謙遜して皆の力を貸して欲しいというと、藤原教通はそんなことでは父上にいいようにされてしまうと言います。
倫子が父上あってのあなた方だと控えるようにと諌める。
と、威子が兄上のお役に立ちたいというと続きます。
頼通がすかさずこう答えます。
「そうか。では早速だか威子、入内してくれぬか?」
思わず驚いてしまう威子。
帝は十歳、彼女は十九歳。年齢差もあり困惑していると、倫子が「帝も数年すれば大人になられる」と微笑みます。
倫子も彰子の入内を拒んでいたころから変わったのです。
帝が大人になるころには、私は三十近くになると威子が拒否するように言うと、妹の嬉子が「私が入内する」と言い出しました。彼女は帝と一歳差なのです。
しかし頼通は、嬉子には嬉子の役目があると即座に否定。
威子は嫌がりますが、倫子は帝が一人前になるのを待ち、最初の女子となり、帝のお心をしかとつかむようにと言い、それが使命だとまで言い切りました。
威子は抵抗するも、結局、翌年の春には入内するのでした。
それにしても頼通は、自分が嫌な結婚をさせられそうになったら全力で拒んでおいて、妹はそうするわけですか。隆姫と微笑みあったあとでこれですか。
つくづく「宇治十帖」を連想させる展開です。
老いた光源氏は陰険でどうしたものかと思わされてしまいますが、それでも「宇治十帖」の薫と比較すれば相対的によかったのだと痛感させられます。
道長と頼通は、光源氏と薫のように思えてくる。
要するに、代を経るごとに人品が下り坂なのです。まひろの願いとは逆になるわけです。
闇を共に歩いてきた二人
三条院は危篤となり、病床にいました。
「闇だ……」
娍子と敦明親王が枕元にいます。
「闇でない時はあったかのう……娍子、闇を共に歩んでくれてうれしかったぞ」
「お上、お上はいつまでも、私のお上でございます」
そう返す娍子。
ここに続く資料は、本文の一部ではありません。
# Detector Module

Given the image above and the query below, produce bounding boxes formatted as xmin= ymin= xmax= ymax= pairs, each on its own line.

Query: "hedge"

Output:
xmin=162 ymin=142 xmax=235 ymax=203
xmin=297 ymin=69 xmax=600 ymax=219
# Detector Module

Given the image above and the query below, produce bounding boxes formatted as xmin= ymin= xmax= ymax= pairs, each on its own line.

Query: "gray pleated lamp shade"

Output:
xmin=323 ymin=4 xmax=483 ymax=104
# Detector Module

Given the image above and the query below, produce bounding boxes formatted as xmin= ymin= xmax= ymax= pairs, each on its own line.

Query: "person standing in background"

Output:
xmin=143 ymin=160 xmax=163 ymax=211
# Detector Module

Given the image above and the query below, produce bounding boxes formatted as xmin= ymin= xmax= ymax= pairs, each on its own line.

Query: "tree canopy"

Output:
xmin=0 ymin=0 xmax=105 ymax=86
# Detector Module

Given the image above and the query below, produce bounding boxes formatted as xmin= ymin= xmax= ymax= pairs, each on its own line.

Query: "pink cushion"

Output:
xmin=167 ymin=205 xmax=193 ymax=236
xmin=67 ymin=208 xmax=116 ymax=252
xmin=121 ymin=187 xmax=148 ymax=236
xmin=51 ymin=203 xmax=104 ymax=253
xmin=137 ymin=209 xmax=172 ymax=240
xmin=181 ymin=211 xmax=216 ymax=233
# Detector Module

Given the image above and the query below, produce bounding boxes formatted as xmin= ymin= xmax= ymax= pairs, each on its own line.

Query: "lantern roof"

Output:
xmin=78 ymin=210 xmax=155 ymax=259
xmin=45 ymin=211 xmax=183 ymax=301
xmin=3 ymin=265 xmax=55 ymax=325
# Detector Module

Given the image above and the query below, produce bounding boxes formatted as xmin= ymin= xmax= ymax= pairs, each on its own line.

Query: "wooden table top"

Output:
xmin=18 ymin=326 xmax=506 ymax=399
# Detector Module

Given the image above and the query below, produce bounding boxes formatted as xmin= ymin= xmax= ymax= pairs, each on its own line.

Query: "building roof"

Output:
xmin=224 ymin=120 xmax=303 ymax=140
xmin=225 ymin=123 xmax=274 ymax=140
三条院の目から涙が一筋伝うのでした。
なんと悲しい生涯でしょうか。
時勢に翻弄された三条院は42歳で世を去りました。敦明親王は父という後ろ盾を失ったことから、自ら東宮の座を降りるしかありません。
かくして道長の孫である敦良親王が東宮となるのです。
一家三后
それから一年――。
彰子は太皇太后。
妍子は皇太后。
威子は中宮。
三つの后の地位を、道長の娘三人が占めるという事態になりました。
この夜、威子が中宮となったことを祝う宴が土御門にて開催されております。
三人の后に礼を言う道長に対し、彰子をのぞく二人は冷たい目を向けている。
妍子は「父上と兄上以外、めでたいと思っておる者はいない」とまで言い切りました。
道長はこれをとりあわず、「頼通ものびのびと政ができる」と続け、感謝の言葉を告げます。
応じるのは彰子だけです。
このあとの宴では、頼通と教通の兄弟が舞っています。
直衣布袴という大変気合を入れて再現した衣装を見に纏う道長は、宋磁で酒を飲んでいます。
ここも各人が細やかで、道綱は何も考えていない。
実資は居づらさがありそう。
倫子と彰子は穏やか。
妍子は飲酒のピッチが早い。
宴の主役であるはずの威子は険しい顔。
斉信は軽薄感がやや滲むものの、公任は何か複雑なものがありそうな顔。
俊賢は道長に全てを賭けて勝負に勝った誇らしさがある一方、慈悲深く理想主義者の行成はどこか複雑な顔です。
そこへまひろもやってきて、座ります。
道長は実資に、摂政に盃を勧めるように頼みます。
かくして太閤となった道長から勧められた酒が座を回ってゆきます。
ここで回されてゆく磁器は博物館では見られるものの、実際に誰かが飲んでいる様は目にすることがまずできません。それを叶える大河ドラマの意義を感じます。
道長は裾を引きつつ実資に声をかけます。
「今宵はまことによい夜だ。歌を詠みたくなった。そなたに返の歌をもらいたい」
「私のような者にはとてもとても」
そう謙遜する実資ですが、道長は「頼む」と言います。